AZS WSPol. Szczytno - CHEMIK Bydgoszcz 3:1 (23,-20, 19, 22)

AZS WSPol.: Polechoński, Główczyński, Szabelski, Kurian, Alancewicz, Kempisty, Andrzejewski (libero) oraz Wiśniewski i Dynkowski

Z dużymi obawami przystępowali gospodarze do meczu z CHEMIKIEM. Powód - w pierwszej rundzie zostali wręcz rozbici przez swoich rywali w Bydgoszczy, doznając najbardziej dotkliwej porażki w dotychczasowych występach w Serii B. Początek sobotniego spotkania w Szczytnie należał jednak do miejscowych. Dzięki m.in. celnym zagrywkom Szabelskiego i Alancewicza prowadzili już 10:6, a następnie 12:8. Błędy w przyjęciu zagrywki spowodowały, że wkrótce to ich rywale prowadzili 16:15. W wyrównanej końcówce więcej zimnej krwi zachowali gospodarze. Decydujący punkt dała im autowa zagrywka CHEMIKA.

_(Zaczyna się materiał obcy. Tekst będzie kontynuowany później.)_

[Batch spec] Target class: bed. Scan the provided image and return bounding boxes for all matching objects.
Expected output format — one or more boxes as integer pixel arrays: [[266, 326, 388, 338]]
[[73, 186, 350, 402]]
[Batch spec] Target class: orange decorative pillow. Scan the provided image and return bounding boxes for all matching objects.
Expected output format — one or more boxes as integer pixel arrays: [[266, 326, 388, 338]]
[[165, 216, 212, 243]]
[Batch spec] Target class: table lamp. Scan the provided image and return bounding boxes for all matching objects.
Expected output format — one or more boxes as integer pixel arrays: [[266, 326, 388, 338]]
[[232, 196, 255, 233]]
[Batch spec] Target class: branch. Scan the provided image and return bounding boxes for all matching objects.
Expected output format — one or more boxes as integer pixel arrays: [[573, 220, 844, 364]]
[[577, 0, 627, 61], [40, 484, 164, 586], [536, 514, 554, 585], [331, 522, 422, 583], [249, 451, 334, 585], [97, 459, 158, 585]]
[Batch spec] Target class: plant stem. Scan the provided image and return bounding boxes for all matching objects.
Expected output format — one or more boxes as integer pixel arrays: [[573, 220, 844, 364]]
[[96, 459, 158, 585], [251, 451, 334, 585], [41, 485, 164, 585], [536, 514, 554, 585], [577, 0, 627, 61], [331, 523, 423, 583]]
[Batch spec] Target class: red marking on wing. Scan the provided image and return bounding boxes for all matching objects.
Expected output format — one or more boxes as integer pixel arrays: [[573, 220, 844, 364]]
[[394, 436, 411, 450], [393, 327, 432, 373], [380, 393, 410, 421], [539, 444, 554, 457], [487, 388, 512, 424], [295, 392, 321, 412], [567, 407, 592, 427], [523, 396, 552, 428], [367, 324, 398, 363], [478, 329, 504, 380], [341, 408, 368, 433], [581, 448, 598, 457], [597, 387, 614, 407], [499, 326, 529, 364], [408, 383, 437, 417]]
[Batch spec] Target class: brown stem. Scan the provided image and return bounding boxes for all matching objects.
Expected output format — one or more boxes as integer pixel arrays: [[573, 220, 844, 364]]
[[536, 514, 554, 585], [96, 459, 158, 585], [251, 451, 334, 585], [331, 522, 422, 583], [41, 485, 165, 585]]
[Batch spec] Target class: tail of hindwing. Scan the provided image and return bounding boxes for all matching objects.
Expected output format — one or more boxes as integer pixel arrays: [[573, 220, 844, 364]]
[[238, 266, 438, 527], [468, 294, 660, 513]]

Drugi set stał już na niższym poziomie. Zawodnicy obu drużyn prześcigali się w błędach, miejscowi popełniali ich więcej, szczególnie szwankowała zagrywka i jej przyjęcie. Na szczęście w kolejnych partiach było już lepiej. U miejscowych zaczął funkcjonować blok. Trzeba jednak przyznać, że zadanie ułatwiali im rywale popełniając sporo błędów, zwłaszcza przy zagrywce.

Po raz drugi z rzędu drużyna AZS WSPol. zagrała bez Arkadiusza Wiśniewskiego.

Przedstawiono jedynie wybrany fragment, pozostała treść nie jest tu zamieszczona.